Received 16 August 2011; Revised 28 November 2011; Accepted 2 January 2012

Academic Editor: Andrew Hendry

Copyright © 2012 Anssi Karvonen and Ole Seehausen. This is an open access article distributed under the Creative Commons Attribution License, which permits unrestricted use, distribution, and reproduction in any medium, provided the original work is properly cited.
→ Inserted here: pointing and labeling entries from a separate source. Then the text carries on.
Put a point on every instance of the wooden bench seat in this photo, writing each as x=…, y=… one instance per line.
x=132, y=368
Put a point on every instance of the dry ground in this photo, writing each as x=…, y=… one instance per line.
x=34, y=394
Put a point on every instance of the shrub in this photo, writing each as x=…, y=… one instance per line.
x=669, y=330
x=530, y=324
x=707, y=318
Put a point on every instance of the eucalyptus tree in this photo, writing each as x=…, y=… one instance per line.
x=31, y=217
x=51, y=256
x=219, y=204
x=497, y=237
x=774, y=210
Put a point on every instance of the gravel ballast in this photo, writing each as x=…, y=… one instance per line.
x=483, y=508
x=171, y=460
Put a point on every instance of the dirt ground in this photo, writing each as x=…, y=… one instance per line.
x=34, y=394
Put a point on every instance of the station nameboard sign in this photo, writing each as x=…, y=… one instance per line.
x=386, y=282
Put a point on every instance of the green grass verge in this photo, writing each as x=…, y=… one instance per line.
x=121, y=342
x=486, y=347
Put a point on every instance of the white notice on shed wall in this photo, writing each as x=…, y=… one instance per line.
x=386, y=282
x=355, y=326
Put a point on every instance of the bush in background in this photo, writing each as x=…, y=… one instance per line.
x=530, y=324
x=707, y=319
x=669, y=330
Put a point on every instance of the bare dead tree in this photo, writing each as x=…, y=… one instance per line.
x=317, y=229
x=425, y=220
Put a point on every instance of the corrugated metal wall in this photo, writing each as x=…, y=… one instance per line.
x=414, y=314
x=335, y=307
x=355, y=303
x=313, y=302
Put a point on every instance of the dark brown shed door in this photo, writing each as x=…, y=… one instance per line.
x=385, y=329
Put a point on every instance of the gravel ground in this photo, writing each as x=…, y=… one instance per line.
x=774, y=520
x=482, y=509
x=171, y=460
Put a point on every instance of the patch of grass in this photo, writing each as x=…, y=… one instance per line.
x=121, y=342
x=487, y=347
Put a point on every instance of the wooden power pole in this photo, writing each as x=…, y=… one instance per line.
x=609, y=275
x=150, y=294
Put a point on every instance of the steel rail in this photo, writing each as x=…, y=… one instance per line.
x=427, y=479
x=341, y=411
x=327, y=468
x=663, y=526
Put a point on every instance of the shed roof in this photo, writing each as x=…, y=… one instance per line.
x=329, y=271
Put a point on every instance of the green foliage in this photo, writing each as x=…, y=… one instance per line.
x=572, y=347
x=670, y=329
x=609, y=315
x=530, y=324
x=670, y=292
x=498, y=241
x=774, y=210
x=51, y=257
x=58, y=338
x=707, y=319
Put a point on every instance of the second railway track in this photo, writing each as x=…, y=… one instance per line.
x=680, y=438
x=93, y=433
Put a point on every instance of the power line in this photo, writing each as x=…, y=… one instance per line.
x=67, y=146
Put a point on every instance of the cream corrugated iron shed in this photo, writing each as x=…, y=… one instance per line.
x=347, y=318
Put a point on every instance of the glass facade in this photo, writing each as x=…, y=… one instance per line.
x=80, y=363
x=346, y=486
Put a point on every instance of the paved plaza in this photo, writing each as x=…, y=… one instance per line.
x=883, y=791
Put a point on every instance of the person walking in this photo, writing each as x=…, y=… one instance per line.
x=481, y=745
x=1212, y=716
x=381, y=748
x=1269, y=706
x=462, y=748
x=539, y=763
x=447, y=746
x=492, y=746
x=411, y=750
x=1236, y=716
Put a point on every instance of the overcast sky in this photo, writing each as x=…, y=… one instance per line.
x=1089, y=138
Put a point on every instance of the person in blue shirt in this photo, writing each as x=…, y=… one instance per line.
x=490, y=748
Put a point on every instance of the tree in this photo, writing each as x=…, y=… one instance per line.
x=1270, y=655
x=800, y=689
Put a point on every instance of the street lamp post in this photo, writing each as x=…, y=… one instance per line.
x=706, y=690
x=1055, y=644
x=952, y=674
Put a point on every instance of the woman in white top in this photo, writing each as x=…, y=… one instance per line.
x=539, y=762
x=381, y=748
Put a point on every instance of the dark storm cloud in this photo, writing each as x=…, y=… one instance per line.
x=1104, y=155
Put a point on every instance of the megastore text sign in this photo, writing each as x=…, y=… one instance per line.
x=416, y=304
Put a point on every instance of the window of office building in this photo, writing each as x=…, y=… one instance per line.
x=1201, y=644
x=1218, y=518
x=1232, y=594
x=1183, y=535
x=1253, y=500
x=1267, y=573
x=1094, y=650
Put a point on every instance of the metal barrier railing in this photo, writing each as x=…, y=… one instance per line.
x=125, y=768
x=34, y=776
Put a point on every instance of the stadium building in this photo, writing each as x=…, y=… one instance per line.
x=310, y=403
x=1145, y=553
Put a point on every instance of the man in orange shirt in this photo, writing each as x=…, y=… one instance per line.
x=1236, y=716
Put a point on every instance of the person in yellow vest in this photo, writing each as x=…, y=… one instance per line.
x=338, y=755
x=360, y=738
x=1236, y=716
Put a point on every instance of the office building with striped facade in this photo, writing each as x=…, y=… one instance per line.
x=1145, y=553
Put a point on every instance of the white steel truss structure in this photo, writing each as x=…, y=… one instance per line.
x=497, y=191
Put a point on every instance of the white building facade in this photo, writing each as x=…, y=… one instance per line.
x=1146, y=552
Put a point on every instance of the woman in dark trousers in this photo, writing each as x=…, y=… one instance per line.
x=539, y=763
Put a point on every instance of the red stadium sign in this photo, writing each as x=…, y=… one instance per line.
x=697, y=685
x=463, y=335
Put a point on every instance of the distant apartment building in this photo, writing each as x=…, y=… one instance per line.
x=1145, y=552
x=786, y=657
Research on speciation and adaptive radiation has flourished during the past decades, yet factors underlying initiation of reproductive isolation often remain unknown. Parasites represent important selective agents and have received renewed attention in speciation research. We review the literature on parasite-mediated divergent selection in context of ecological speciation and present empirical evidence for three nonexclusive mechanisms by which parasites might facilitate speciation: reduced viability or fecundity of immigrants and hybrids, assortative mating as a pleiotropic by-product of host adaptation, and ecologically-based sexual selection. We emphasise the lack of research on speciation continuums, which is why no study has yet made a convincing case for parasite driven divergent evolution to initiate the emergence of reproductive isolation. We also point interest towards selection imposed by single versus multiple parasite species, conceptually linking this to strength and multifariousness of selection. Moreover, we discuss how parasites, by manipulating behaviour or impairing sensory abilities of hosts, may change the form of selection that underlies speciation. We conclude that future studies should consider host populations at variable stages of the speciation process, and explore recurrent patterns of parasitism and resistance that could pinpoint the role of parasites in imposing the divergent selection that initiates ecological speciation.